The forum sessions held last week gave faculty, students and staff the opportunity to gather and discuss the climate study results. Approximately seven students were in attendance over the two forums. Welburn said the forum was a chance to get ideas from the Marquette community who read the results and wanted to contribute to the discussion.

“I think that we had a pretty good response from those students who had the greatest concerns about improving the environment based on survey results,” Welburn said.

Maggie Stang, a junior in the College of Arts & Sciences, said she participated in one of the forums last week because she wanted to learn more about the steps that will be taken now that the survey results have been released.

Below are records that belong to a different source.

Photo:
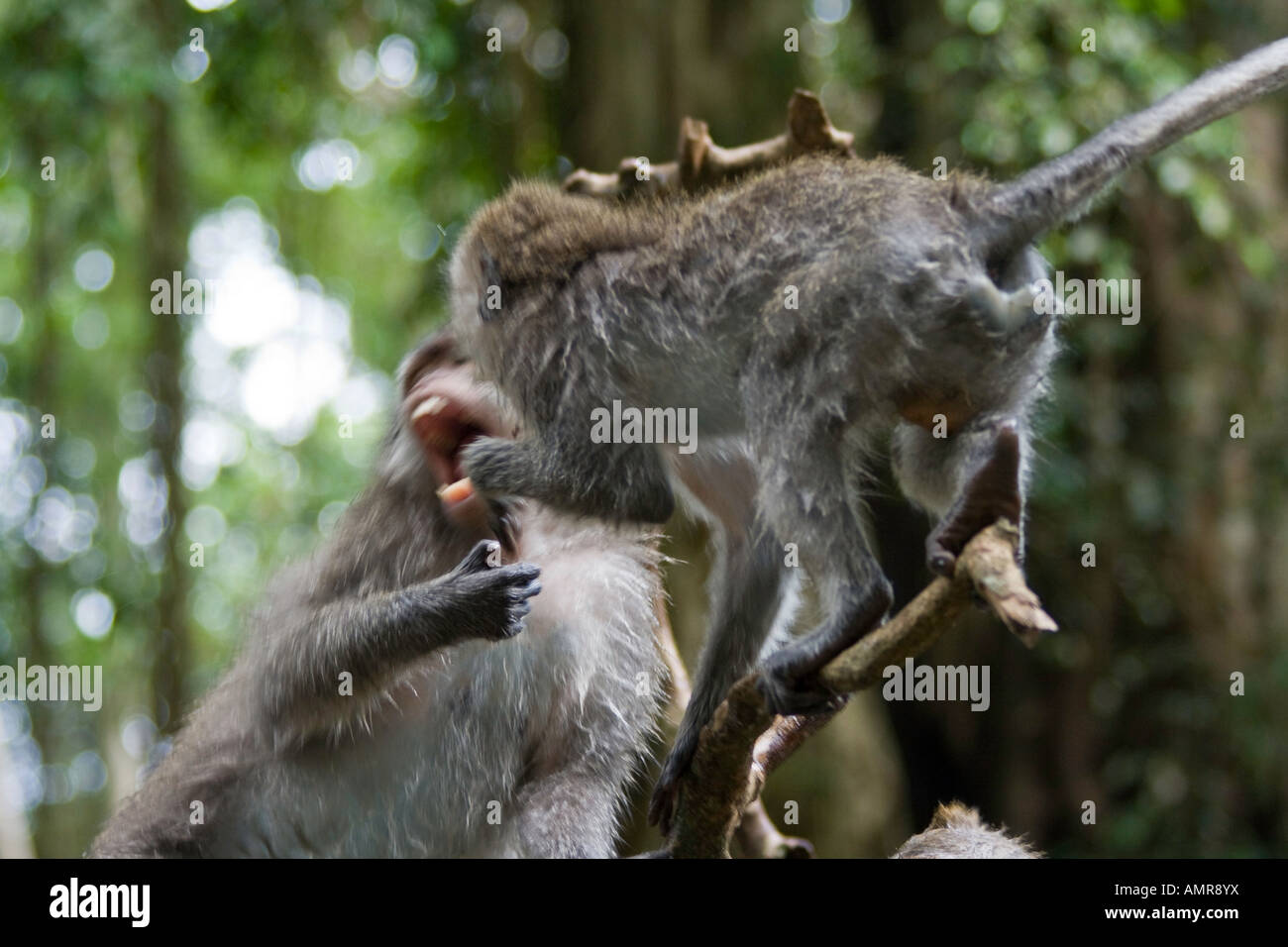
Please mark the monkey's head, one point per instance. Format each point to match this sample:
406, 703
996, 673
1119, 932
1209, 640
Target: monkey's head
443, 408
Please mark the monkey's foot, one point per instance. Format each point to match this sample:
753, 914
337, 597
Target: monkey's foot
666, 793
992, 492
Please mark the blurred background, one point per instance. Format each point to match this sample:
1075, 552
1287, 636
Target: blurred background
314, 162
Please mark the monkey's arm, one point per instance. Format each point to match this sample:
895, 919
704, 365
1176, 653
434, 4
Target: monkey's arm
308, 648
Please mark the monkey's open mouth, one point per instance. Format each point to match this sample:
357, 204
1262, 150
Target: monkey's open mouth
445, 427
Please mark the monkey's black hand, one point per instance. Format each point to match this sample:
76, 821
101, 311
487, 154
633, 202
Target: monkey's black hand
789, 688
492, 600
991, 493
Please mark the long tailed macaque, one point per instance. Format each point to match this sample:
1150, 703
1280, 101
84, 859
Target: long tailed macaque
809, 311
389, 701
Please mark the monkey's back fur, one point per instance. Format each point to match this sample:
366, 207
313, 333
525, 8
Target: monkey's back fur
541, 732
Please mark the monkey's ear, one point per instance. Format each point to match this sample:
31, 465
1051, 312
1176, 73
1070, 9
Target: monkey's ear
492, 296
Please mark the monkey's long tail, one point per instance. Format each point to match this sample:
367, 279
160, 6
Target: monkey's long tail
1061, 188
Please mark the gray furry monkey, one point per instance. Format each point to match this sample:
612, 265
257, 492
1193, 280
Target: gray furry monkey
957, 831
459, 712
807, 311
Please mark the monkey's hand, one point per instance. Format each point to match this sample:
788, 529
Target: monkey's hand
991, 493
488, 599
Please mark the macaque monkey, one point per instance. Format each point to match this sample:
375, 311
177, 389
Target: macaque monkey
956, 831
810, 312
389, 701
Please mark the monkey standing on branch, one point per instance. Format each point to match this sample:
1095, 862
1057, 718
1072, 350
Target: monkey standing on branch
465, 732
807, 309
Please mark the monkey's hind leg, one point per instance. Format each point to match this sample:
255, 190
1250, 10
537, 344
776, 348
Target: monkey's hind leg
853, 590
993, 491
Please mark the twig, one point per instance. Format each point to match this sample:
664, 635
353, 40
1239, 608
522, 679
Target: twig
702, 162
722, 779
758, 835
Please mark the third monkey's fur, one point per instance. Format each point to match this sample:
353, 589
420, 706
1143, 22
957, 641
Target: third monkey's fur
957, 831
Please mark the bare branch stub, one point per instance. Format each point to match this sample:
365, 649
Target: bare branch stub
700, 162
726, 776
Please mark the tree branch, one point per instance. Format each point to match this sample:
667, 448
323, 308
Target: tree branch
735, 754
702, 162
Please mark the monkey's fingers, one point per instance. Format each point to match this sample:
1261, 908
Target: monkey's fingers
483, 556
503, 523
520, 583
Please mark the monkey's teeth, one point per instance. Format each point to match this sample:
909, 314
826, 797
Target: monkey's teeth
430, 406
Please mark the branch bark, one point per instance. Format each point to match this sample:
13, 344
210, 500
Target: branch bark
745, 742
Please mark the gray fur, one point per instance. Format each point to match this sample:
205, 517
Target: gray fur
694, 316
550, 723
914, 304
956, 831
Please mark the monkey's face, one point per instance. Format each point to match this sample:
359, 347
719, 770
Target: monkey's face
446, 407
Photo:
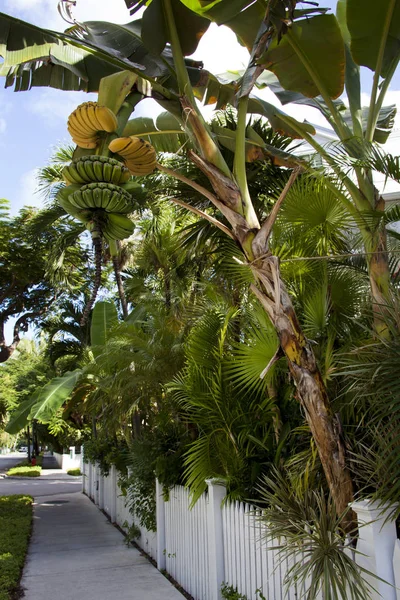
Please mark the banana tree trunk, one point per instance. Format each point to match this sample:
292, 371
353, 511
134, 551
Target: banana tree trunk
378, 266
271, 292
311, 391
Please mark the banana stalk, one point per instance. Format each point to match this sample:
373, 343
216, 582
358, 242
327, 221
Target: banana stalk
114, 246
192, 115
95, 230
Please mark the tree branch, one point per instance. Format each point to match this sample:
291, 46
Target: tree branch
260, 242
204, 215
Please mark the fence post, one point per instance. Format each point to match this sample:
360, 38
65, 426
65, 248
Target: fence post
160, 519
101, 489
114, 492
376, 543
216, 493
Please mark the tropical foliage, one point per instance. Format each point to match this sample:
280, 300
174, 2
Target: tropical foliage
262, 287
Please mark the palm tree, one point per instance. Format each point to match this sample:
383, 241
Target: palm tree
230, 187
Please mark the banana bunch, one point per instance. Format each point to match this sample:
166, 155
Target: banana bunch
96, 168
139, 156
109, 197
87, 120
83, 215
83, 202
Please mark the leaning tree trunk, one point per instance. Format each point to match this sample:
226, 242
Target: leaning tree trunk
271, 292
378, 267
118, 281
311, 391
98, 248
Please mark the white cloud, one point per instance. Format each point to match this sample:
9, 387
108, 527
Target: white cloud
220, 51
28, 195
45, 14
53, 106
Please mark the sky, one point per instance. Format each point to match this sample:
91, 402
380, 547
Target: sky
34, 123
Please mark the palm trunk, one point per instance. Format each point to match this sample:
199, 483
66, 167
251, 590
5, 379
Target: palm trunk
272, 294
379, 274
98, 247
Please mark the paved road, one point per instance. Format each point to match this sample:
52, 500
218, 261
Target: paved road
50, 483
39, 487
10, 460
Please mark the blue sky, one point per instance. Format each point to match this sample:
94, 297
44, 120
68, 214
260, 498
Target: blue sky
33, 123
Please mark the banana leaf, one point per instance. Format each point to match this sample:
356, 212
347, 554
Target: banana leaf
190, 27
309, 58
164, 133
374, 28
75, 60
279, 121
384, 124
19, 417
256, 148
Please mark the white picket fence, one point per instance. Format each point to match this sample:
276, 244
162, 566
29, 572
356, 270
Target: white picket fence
214, 542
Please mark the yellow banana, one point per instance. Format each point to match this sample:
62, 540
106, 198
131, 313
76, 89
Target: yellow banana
79, 121
92, 118
106, 118
119, 144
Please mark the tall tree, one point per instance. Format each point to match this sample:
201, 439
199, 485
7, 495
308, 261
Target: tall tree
272, 26
26, 290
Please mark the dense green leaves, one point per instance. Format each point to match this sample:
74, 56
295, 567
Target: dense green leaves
76, 60
309, 58
375, 32
164, 132
45, 402
190, 27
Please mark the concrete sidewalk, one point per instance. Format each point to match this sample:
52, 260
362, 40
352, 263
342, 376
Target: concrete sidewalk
75, 552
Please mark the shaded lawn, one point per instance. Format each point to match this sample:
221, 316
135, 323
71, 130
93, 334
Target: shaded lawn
15, 529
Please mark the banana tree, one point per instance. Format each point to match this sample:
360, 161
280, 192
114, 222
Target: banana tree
311, 61
170, 26
45, 402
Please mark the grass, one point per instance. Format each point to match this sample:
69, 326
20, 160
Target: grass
74, 472
25, 469
15, 528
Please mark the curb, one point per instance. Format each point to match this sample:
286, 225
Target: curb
40, 478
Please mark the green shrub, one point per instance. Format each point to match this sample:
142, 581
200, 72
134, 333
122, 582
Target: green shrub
15, 527
74, 472
25, 471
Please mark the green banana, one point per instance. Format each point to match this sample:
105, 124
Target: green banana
107, 172
77, 200
92, 168
82, 215
71, 174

“I think the climate study team is doing a good job of reaching out to all sorts of groups,” Stang said in an email. “That was one of the questions they were asked at the forum, and they talked about the plans they had to speak to all sorts of groups. I was pleased with that.”

Members of the Marquette community had the opportunity to take the climate study survey in February. According to the executive summary of the results, 4,293 surveys were completed for an overall response rate of 31 percent. Undergraduate students completed 2,491 surveys. Graduate students, Marquette staff and faculty completed the other 1,802 surveys.

“I am pleased that we had a good response to the survey last February, good by (climate study consultant) Dr. Rankin’s standards,” Welburn said. “Better than many institutions. As I have heard our president say, we have baseline data to improve the climate at Marquette if we commit ourselves to doing so.”

Elise Jaffee, a sophomore in the College of Communication, did not take the climate study survey. Jaffee said she has not participated in any forums or discussion because she did not take the survey.

“I honestly don’t really remember why (I didn’t take the climate study), but I must have just not wanted to take the time to do it,” she said.

Jaffee said she is a member of women’s club basketball and the Jewish Student Union on campus, where she said she has the opportunity to try to improve what happens on campus.

Stang said she took the climate study survey because she wanted to contribute to an accurate portrayal of campus.

“An accurate depiction includes all different voices and perspectives,” she said.